CRN Exclusive: Michael Dell On A Rival's Failed Bid To Buy EMC, HPE's Attempts To Recruit EMC Partners And 'Channel Day' At Dell Technologies
The Next Era Of Dell Begins Now
Dell Technologies CEO Michael Dell spoke with CRN after completing the $67 billion acquisition of storage market leader EMC in what is now the largest acquisition in IT history.
Dell, who started Dell in a University of Texas dorm room 32 years ago, is now heading up the largest privately held IT company in the world with $70 billion in annual sales.
Dell spoke with CRN about a rival's failed bid to buy EMC, Hewlett Packard Enterprise's attempts to recruit EMC partners and how competitors are reacting to the blockbuster Dell-EMC deal.
How do you feel now that you have closed the largest acquisition in IT history?
We are doing awesome. It's 'channel day' at Dell Technologies.
What is the history of the deal and what led to the combination of Dell and EMC?
If you go back and look at all the documents that are public about this combination, you will find the discussion between Dell and EMC started in 2014 and before those discussions, there were discussions with another company. You will have to go figure out who that was. You can maybe guess.
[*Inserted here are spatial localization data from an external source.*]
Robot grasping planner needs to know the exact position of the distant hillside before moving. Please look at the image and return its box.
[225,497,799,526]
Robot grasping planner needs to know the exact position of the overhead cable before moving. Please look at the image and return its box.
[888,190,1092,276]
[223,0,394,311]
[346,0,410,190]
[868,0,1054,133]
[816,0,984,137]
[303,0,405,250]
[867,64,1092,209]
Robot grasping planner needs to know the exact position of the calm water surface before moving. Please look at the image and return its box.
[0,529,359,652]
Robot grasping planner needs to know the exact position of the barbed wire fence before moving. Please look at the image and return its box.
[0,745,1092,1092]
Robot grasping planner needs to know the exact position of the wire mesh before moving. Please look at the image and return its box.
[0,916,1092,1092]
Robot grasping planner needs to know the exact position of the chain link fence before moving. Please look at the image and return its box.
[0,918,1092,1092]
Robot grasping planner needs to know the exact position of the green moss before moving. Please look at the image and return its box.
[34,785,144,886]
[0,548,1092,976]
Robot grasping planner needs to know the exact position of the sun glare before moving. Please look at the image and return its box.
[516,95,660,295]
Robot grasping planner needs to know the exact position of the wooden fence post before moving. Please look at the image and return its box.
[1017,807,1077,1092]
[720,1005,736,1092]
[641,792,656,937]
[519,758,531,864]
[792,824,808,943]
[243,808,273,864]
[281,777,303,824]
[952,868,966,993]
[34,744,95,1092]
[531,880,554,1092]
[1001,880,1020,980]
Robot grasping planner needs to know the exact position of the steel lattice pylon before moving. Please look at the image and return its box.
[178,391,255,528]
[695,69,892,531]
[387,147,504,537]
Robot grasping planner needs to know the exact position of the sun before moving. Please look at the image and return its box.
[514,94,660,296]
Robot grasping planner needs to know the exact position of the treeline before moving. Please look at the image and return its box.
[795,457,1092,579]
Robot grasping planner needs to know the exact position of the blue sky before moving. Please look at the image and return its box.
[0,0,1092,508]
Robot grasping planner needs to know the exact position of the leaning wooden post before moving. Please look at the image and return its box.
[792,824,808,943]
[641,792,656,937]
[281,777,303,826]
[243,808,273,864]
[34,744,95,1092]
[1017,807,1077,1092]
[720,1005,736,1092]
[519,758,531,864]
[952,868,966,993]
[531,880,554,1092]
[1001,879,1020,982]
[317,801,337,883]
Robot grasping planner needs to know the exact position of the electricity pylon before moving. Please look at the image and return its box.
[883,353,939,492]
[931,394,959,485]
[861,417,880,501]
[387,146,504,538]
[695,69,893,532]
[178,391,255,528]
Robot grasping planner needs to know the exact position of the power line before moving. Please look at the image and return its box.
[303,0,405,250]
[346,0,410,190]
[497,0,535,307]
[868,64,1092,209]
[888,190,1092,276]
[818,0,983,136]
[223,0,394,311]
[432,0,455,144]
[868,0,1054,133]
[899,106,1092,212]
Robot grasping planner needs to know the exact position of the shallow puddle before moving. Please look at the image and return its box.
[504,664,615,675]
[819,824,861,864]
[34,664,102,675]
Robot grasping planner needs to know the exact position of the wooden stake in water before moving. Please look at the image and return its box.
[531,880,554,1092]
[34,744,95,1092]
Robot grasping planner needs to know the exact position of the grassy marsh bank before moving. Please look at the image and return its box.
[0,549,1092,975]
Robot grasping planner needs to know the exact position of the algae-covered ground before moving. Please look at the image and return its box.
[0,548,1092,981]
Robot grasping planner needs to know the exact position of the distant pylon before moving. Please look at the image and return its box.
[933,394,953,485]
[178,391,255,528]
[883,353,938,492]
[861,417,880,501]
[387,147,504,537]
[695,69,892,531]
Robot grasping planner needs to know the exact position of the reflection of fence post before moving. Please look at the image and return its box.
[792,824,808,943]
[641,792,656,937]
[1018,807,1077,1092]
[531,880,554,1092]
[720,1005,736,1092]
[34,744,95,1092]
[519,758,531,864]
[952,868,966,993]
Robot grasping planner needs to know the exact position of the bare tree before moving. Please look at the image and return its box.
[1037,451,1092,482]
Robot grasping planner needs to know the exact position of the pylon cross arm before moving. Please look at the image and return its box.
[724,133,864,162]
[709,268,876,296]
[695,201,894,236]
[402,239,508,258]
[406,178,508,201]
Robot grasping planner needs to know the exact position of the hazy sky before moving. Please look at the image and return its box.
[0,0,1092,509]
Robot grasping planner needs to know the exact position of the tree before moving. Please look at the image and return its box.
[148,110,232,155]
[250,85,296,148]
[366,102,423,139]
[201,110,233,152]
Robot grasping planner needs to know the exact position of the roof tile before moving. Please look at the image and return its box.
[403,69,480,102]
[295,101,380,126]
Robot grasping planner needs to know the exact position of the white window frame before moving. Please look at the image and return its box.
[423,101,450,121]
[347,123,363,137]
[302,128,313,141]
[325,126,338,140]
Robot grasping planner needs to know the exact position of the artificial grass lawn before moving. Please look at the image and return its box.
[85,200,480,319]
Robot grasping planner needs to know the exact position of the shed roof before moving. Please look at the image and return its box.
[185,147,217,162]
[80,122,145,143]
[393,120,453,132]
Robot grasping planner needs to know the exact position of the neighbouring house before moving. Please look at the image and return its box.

My point is the formation of Dell Technologies has changed the industry landscape and all the competitors you are asking us about they are reacting to us. Their strategies will have to respond to what we have created. If you think through that, they have somewhat limited responses.
Hewlett Packard Enterprise claims to be making progress in recruiting EMC partners concerned about the integration. Have you seen any defection of EMC partners to the HPE program?
No, I haven't seen much of that. When you look at the strength of the portfolio we are quite well positioned with channel partners. We are No. 1 in storage, and have an incredibly strong position in x86 servers, and converged, and hyper-converged with VxRail and VCE.
Talk about the close of the transaction and what kind of planning has been done since the deal was announced last October.
This transaction is closing on time, as planned at the original terms that we announced last year and we have used that time carefully to understand how each of these [channel] programs has worked, what has really been key to its success and how we can improve upon them as we bring them together as one. I think you will find a very thoughtful approach and great balance -- preserving the best of both programs but also building something together that is also stronger.
What is the plan to bring EMC partners into the Dell channel program at the same level they are at in the EMC program?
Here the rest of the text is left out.